Traducción de Ignacio Vidal-Folch
¿Cuál es el mejor sistema para pasar cuentas con el pasado, suponiendo que el pasado sea un paisaje con el que sea posible pasar cuentas? La propuesta de la lógica, y más en el caso de que este pasado tenga un inevitable carácter traumático, parece apostar por la opción más radical: enterrarlo, silenciarlo, no dejar que nos hable, con su tozuda insistencia, ni darle ninguna opción para que atraviese esa frontera invisible sin checkpoint charly ni muros de la vergüenza para salvaguardar nuestra frágil integridad de sus desordenados y poco inocentes envites; en todo caso, anularlo para no anularse, negarlo para que no se hable más de él. Sin embargo, a veces no es posible ese recurso, no figura entre el arsenal de auto-defensa con que nos dotan ese mismo pasado o la genética porque, como el corazón emparedado en el relato de Edgar Allan Poe, sigue haciéndose presente con insidiosa obstinación. En este caso, no cabe otra solución que hablar de él, exponiéndolo impúdicamente y, por tanto, exponiéndose, aunque de todo ello resulte un hecho tan insólito como el desnudarse ante desconocidos.
“¡Silencio! No me oigo pensar. Callad, muertos. Pese a todo el respeto que os debo. Ahora tengo yo la palabra.”
Alexandre Diego Gary, hijo del escritor Romain Gary y de la actriz Jean Seberg, vagabundo impenitente y barcelonés no sé si por elección, adopción o por casualidad, describe en este S. o la esperanza de vida (S. ou l’ésperance de vie, 2009), por persona interpuesta -que así se aleja más de la propia biografía, y el dolor duele menos cuando lo podemos traspasar a otro, aun cuando ese otro seamos nosotros mismos- el camino de ida a un particular infierno, con sus etapas y sus correspondientes círculos dantescos, y el improbable viaje de regreso hasta un purgatorio que, por contraste, puede parecer el más llevadero de los paraísos.
Y es que el lastre que supone para el alma ser hijo de padres ricos, guapos y famosos, y con un final tan horrible para ambos, no se puede soslayar así como así.
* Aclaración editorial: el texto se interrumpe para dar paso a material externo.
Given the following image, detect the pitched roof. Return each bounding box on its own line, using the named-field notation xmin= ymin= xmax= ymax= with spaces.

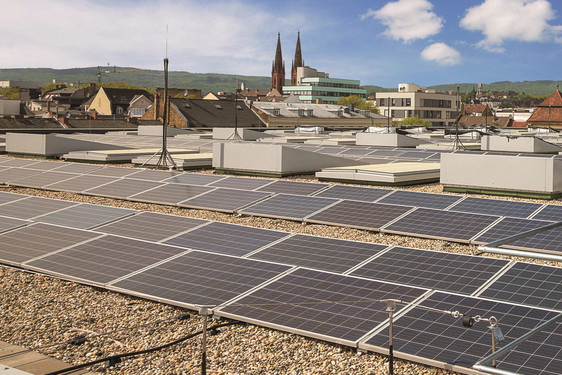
xmin=103 ymin=87 xmax=154 ymax=105
xmin=170 ymin=98 xmax=262 ymax=128
xmin=538 ymin=90 xmax=562 ymax=107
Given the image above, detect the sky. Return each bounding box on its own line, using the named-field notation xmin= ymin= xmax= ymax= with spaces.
xmin=0 ymin=0 xmax=562 ymax=88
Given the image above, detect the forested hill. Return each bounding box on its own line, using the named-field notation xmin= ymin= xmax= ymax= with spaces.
xmin=0 ymin=67 xmax=562 ymax=95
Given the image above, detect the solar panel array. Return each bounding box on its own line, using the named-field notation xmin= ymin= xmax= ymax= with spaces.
xmin=0 ymin=188 xmax=562 ymax=374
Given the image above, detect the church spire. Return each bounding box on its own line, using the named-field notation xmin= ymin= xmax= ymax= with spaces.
xmin=291 ymin=31 xmax=304 ymax=86
xmin=271 ymin=33 xmax=285 ymax=93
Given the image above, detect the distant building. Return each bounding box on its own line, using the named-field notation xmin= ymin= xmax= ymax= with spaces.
xmin=375 ymin=83 xmax=459 ymax=126
xmin=527 ymin=90 xmax=562 ymax=128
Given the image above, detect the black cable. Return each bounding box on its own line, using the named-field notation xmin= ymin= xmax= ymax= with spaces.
xmin=45 ymin=322 xmax=241 ymax=375
xmin=0 ymin=313 xmax=190 ymax=359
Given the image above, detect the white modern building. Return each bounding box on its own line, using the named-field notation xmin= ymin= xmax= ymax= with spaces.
xmin=375 ymin=83 xmax=460 ymax=126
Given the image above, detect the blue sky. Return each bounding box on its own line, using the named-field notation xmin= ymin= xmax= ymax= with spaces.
xmin=0 ymin=0 xmax=562 ymax=87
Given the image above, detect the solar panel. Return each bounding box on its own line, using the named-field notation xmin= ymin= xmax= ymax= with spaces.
xmin=130 ymin=183 xmax=213 ymax=205
xmin=113 ymin=251 xmax=289 ymax=305
xmin=481 ymin=262 xmax=562 ymax=311
xmin=359 ymin=292 xmax=556 ymax=374
xmin=474 ymin=217 xmax=551 ymax=243
xmin=0 ymin=197 xmax=78 ymax=219
xmin=33 ymin=203 xmax=137 ymax=229
xmin=45 ymin=175 xmax=116 ymax=193
xmin=444 ymin=197 xmax=541 ymax=218
xmin=494 ymin=321 xmax=562 ymax=375
xmin=314 ymin=185 xmax=392 ymax=202
xmin=378 ymin=190 xmax=462 ymax=209
xmin=24 ymin=235 xmax=185 ymax=284
xmin=306 ymin=200 xmax=411 ymax=230
xmin=88 ymin=167 xmax=138 ymax=177
xmin=179 ymin=188 xmax=271 ymax=212
xmin=127 ymin=169 xmax=182 ymax=181
xmin=504 ymin=226 xmax=562 ymax=255
xmin=0 ymin=191 xmax=29 ymax=204
xmin=0 ymin=168 xmax=41 ymax=184
xmin=216 ymin=268 xmax=426 ymax=345
xmin=239 ymin=194 xmax=337 ymax=220
xmin=50 ymin=163 xmax=103 ymax=174
xmin=161 ymin=173 xmax=225 ymax=185
xmin=352 ymin=247 xmax=509 ymax=295
xmin=257 ymin=180 xmax=330 ymax=195
xmin=209 ymin=176 xmax=275 ymax=190
xmin=84 ymin=179 xmax=163 ymax=199
xmin=0 ymin=220 xmax=100 ymax=265
xmin=249 ymin=234 xmax=388 ymax=272
xmin=0 ymin=216 xmax=29 ymax=232
xmin=165 ymin=222 xmax=288 ymax=256
xmin=383 ymin=208 xmax=498 ymax=242
xmin=533 ymin=204 xmax=562 ymax=221
xmin=95 ymin=212 xmax=208 ymax=241
xmin=7 ymin=171 xmax=76 ymax=188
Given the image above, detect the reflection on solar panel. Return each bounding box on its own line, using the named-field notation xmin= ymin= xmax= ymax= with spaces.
xmin=209 ymin=176 xmax=274 ymax=190
xmin=52 ymin=163 xmax=103 ymax=173
xmin=130 ymin=184 xmax=212 ymax=204
xmin=24 ymin=235 xmax=185 ymax=284
xmin=217 ymin=268 xmax=425 ymax=343
xmin=84 ymin=179 xmax=163 ymax=199
xmin=45 ymin=175 xmax=115 ymax=193
xmin=378 ymin=190 xmax=461 ymax=209
xmin=468 ymin=217 xmax=551 ymax=243
xmin=165 ymin=173 xmax=225 ymax=185
xmin=33 ymin=203 xmax=136 ymax=229
xmin=0 ymin=223 xmax=100 ymax=265
xmin=250 ymin=234 xmax=388 ymax=272
xmin=383 ymin=208 xmax=498 ymax=241
xmin=0 ymin=191 xmax=28 ymax=204
xmin=306 ymin=200 xmax=411 ymax=230
xmin=257 ymin=180 xmax=330 ymax=195
xmin=95 ymin=212 xmax=208 ymax=241
xmin=494 ymin=321 xmax=562 ymax=375
xmin=315 ymin=185 xmax=392 ymax=202
xmin=179 ymin=188 xmax=271 ymax=212
xmin=352 ymin=247 xmax=508 ymax=294
xmin=89 ymin=167 xmax=138 ymax=177
xmin=481 ymin=262 xmax=562 ymax=311
xmin=444 ymin=197 xmax=541 ymax=218
xmin=113 ymin=251 xmax=289 ymax=305
xmin=165 ymin=222 xmax=288 ymax=256
xmin=0 ymin=197 xmax=78 ymax=219
xmin=0 ymin=168 xmax=41 ymax=184
xmin=533 ymin=205 xmax=562 ymax=221
xmin=505 ymin=226 xmax=562 ymax=254
xmin=8 ymin=172 xmax=76 ymax=188
xmin=240 ymin=194 xmax=337 ymax=220
xmin=127 ymin=169 xmax=181 ymax=181
xmin=360 ymin=292 xmax=556 ymax=374
xmin=0 ymin=216 xmax=29 ymax=232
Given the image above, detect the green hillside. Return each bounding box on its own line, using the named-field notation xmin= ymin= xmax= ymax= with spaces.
xmin=0 ymin=67 xmax=562 ymax=95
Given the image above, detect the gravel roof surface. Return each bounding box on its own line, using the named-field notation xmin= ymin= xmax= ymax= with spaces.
xmin=0 ymin=158 xmax=562 ymax=374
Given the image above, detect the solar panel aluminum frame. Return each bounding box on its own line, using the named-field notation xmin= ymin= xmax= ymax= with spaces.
xmin=214 ymin=267 xmax=431 ymax=348
xmin=358 ymin=290 xmax=553 ymax=375
xmin=104 ymin=253 xmax=297 ymax=315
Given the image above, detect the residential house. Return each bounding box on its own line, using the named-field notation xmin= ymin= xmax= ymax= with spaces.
xmin=87 ymin=87 xmax=154 ymax=115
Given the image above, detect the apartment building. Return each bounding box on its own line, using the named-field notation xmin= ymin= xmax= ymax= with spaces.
xmin=375 ymin=83 xmax=460 ymax=126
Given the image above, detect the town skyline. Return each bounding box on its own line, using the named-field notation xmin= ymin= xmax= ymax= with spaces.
xmin=0 ymin=0 xmax=562 ymax=87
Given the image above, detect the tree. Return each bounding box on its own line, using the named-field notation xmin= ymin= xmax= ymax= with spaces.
xmin=401 ymin=116 xmax=431 ymax=126
xmin=338 ymin=95 xmax=379 ymax=113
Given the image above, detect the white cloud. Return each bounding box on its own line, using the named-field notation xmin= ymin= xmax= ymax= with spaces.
xmin=0 ymin=0 xmax=305 ymax=78
xmin=421 ymin=43 xmax=461 ymax=65
xmin=361 ymin=0 xmax=443 ymax=43
xmin=460 ymin=0 xmax=562 ymax=52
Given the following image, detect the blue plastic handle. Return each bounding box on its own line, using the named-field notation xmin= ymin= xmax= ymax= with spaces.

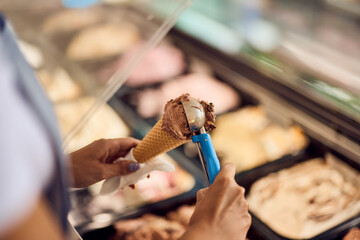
xmin=191 ymin=133 xmax=220 ymax=184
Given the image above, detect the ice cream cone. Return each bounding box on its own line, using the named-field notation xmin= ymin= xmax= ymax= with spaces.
xmin=133 ymin=118 xmax=189 ymax=163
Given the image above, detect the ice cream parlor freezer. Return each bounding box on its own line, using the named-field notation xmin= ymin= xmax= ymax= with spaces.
xmin=0 ymin=1 xmax=360 ymax=239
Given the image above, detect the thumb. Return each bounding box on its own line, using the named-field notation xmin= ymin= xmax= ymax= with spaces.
xmin=103 ymin=160 xmax=140 ymax=178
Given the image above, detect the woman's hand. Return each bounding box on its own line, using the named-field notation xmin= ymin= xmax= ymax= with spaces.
xmin=69 ymin=138 xmax=140 ymax=188
xmin=180 ymin=163 xmax=251 ymax=240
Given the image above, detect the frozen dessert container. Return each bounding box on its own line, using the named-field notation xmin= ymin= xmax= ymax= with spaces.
xmin=236 ymin=148 xmax=360 ymax=240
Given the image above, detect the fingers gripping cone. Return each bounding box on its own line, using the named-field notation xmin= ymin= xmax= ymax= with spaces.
xmin=133 ymin=118 xmax=189 ymax=163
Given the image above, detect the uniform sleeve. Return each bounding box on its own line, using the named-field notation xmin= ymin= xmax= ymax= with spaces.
xmin=0 ymin=35 xmax=54 ymax=237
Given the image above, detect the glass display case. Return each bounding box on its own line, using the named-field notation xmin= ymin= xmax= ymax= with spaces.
xmin=171 ymin=0 xmax=360 ymax=133
xmin=0 ymin=0 xmax=360 ymax=240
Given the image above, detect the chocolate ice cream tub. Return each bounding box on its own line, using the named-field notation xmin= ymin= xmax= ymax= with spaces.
xmin=80 ymin=195 xmax=261 ymax=240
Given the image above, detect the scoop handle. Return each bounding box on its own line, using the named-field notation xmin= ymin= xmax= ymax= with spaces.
xmin=192 ymin=133 xmax=220 ymax=184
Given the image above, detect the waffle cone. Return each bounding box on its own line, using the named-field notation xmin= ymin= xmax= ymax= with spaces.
xmin=133 ymin=119 xmax=189 ymax=163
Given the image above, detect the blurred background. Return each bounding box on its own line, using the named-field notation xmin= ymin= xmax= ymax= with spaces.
xmin=0 ymin=0 xmax=360 ymax=239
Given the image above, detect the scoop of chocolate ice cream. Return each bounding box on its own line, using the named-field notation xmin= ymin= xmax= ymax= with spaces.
xmin=162 ymin=93 xmax=215 ymax=140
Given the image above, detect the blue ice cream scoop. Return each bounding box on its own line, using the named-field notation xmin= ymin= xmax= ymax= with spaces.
xmin=182 ymin=98 xmax=220 ymax=184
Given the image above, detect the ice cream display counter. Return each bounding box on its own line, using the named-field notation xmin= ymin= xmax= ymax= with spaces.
xmin=0 ymin=1 xmax=360 ymax=240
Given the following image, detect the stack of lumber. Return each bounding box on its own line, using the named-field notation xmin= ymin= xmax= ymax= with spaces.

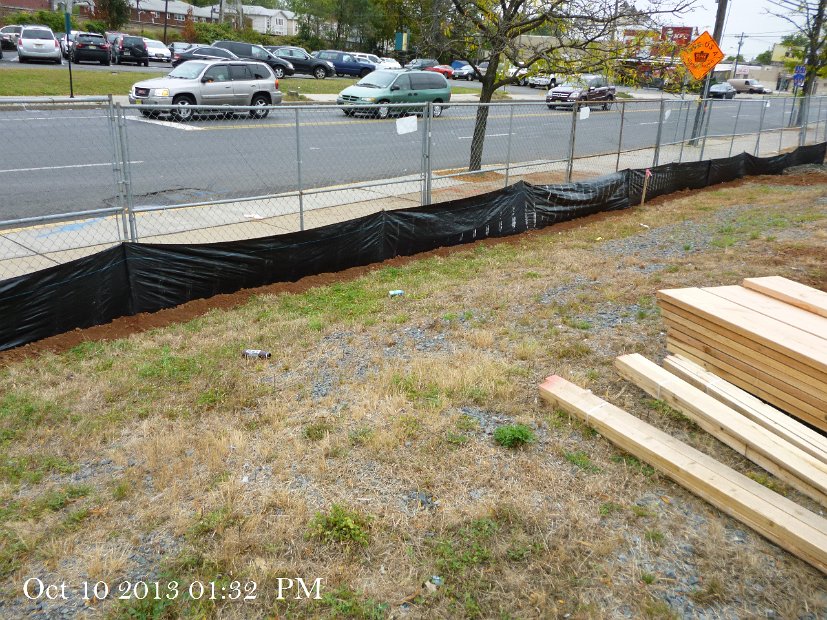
xmin=658 ymin=276 xmax=827 ymax=431
xmin=540 ymin=375 xmax=827 ymax=573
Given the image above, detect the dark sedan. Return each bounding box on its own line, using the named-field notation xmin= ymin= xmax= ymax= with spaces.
xmin=709 ymin=82 xmax=738 ymax=99
xmin=172 ymin=45 xmax=238 ymax=67
xmin=70 ymin=32 xmax=110 ymax=65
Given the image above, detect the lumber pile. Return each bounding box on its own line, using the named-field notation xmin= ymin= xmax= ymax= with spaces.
xmin=658 ymin=276 xmax=827 ymax=431
xmin=540 ymin=375 xmax=827 ymax=574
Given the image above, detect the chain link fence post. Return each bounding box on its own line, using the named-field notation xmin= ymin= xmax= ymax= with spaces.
xmin=505 ymin=103 xmax=514 ymax=187
xmin=615 ymin=101 xmax=626 ymax=172
xmin=295 ymin=107 xmax=304 ymax=230
xmin=753 ymin=97 xmax=769 ymax=157
xmin=106 ymin=95 xmax=129 ymax=241
xmin=698 ymin=99 xmax=712 ymax=161
xmin=566 ymin=101 xmax=580 ymax=183
xmin=727 ymin=101 xmax=744 ymax=157
xmin=652 ymin=98 xmax=666 ymax=168
xmin=798 ymin=95 xmax=810 ymax=146
xmin=421 ymin=101 xmax=433 ymax=207
xmin=115 ymin=103 xmax=138 ymax=243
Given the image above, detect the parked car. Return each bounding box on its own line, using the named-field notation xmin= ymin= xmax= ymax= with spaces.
xmin=212 ymin=41 xmax=295 ymax=79
xmin=336 ymin=69 xmax=451 ymax=118
xmin=17 ymin=26 xmax=63 ymax=65
xmin=405 ymin=58 xmax=439 ymax=70
xmin=168 ymin=41 xmax=193 ymax=60
xmin=508 ymin=64 xmax=528 ymax=86
xmin=112 ymin=34 xmax=149 ymax=67
xmin=709 ymin=82 xmax=738 ymax=99
xmin=353 ymin=52 xmax=402 ymax=69
xmin=425 ymin=65 xmax=454 ymax=79
xmin=172 ymin=45 xmax=238 ymax=67
xmin=528 ymin=73 xmax=557 ymax=89
xmin=0 ymin=24 xmax=23 ymax=50
xmin=546 ymin=75 xmax=615 ymax=110
xmin=129 ymin=60 xmax=282 ymax=121
xmin=144 ymin=38 xmax=172 ymax=62
xmin=379 ymin=57 xmax=402 ymax=69
xmin=314 ymin=50 xmax=376 ymax=77
xmin=264 ymin=45 xmax=336 ymax=80
xmin=727 ymin=79 xmax=772 ymax=95
xmin=69 ymin=32 xmax=111 ymax=66
xmin=451 ymin=62 xmax=476 ymax=82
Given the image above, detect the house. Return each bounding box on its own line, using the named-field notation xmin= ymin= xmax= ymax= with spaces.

Escribir puede ser una ¿solución?, pero tampoco es inocua:
“La literatura es la explotación del hombre por el hombre, hasta los más profundos recovecos de su alma, de sus entrañas.”
Ese escribir, esa literatura, acaba convirtiéndose en un silencioso diálogo con una corriente incontinente de palabras que salen a borbotones, sin control, inocentes, no sin culpa pero sí sin intención, que despiertan al dolor dormido nada más ser pronunciadas, pero que no pueden callarse. Y es que la presencia de los muertos forma una parte tan inextricable del superviviente que hace imposible la huida; no hay escapatoria válida cuando es uno mismo quien aloja al enemigo.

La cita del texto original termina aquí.